How do the Lok Sabha Elections effect Sensex? w/ code
There’s another version of this post available that doesn’t include the R code used in analysis and generation of figures.
Source
I came across a time series analysis of German Market in the light of federal elections and decided to try the same for BSE SENSEX(Bombay Stock Exchange Sensitive Index), which is a stock market index of 30 companies listed at Dalal Street, and Indian Lok Sabha Elections.
Getting Data
I downloaded the dataset from BSEIndia.com. I believe this should also be available on Quandl.
Loading Packages
A lot of functions and operators I’ll be using here aren’t part of base R. They require either one or more of these packages to work.
packages <- c("ggplot2", "splines", "zoo", "changepoint", "dplyr", "scales", "gridExtra", "lubridate", "MASS")
packages <- lapply(packages, FUN = function(x) {
if (!require(x, character.only = TRUE)) {
install.packages(x)
library(x, character.only = TRUE)
}
})
I learnt this neat recipe from the Introduction to Data Analysis course by François Briatte and Ivaylo Petev
Loading Sensex
I had to open the data and add a column to it else it wasn’t read
properly.
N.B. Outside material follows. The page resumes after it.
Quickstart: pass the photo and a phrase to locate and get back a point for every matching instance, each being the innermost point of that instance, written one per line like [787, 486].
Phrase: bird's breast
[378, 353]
I wrote Datum
in the first line from a text editor. This
shifts all the columns to the left.
setwd("D:/Data Science/sensex")
bse.index <- read.csv("SENSEX.csv", stringsAsFactors = FALSE)
head(bse.index)
## Datum Date Open High Low Close
## 1 3-April-1979 NA NA NA 124.15 NA
## 2 4-April-1979 NA NA NA 122.85 NA
## 3 6-April-1979 NA NA NA 123.52 NA
## 4 7-April-1979 NA NA NA 124.18 NA
## 5 9-April-1979 NA NA NA 124.30 NA
## 6 11-April-1979 NA NA NA 125.01 NA
bse.index$Date <- as.Date(bse.index$Datum, format = "%d-%B-%Y")
bse.index$Close <- bse.index$Low
As the columns have been shifted to the left. bse.index$Low
has the
closing values of sensex. I had to fix that.
Lok Sabha Election Dates
The election date I chose is the date of counting of votes. When that was not available, I picked the dates when the next Lok Sabha started. There’s usually a gap of couple of days when the last Lok Sabha is dissolved and new Lok Sabha sworns in.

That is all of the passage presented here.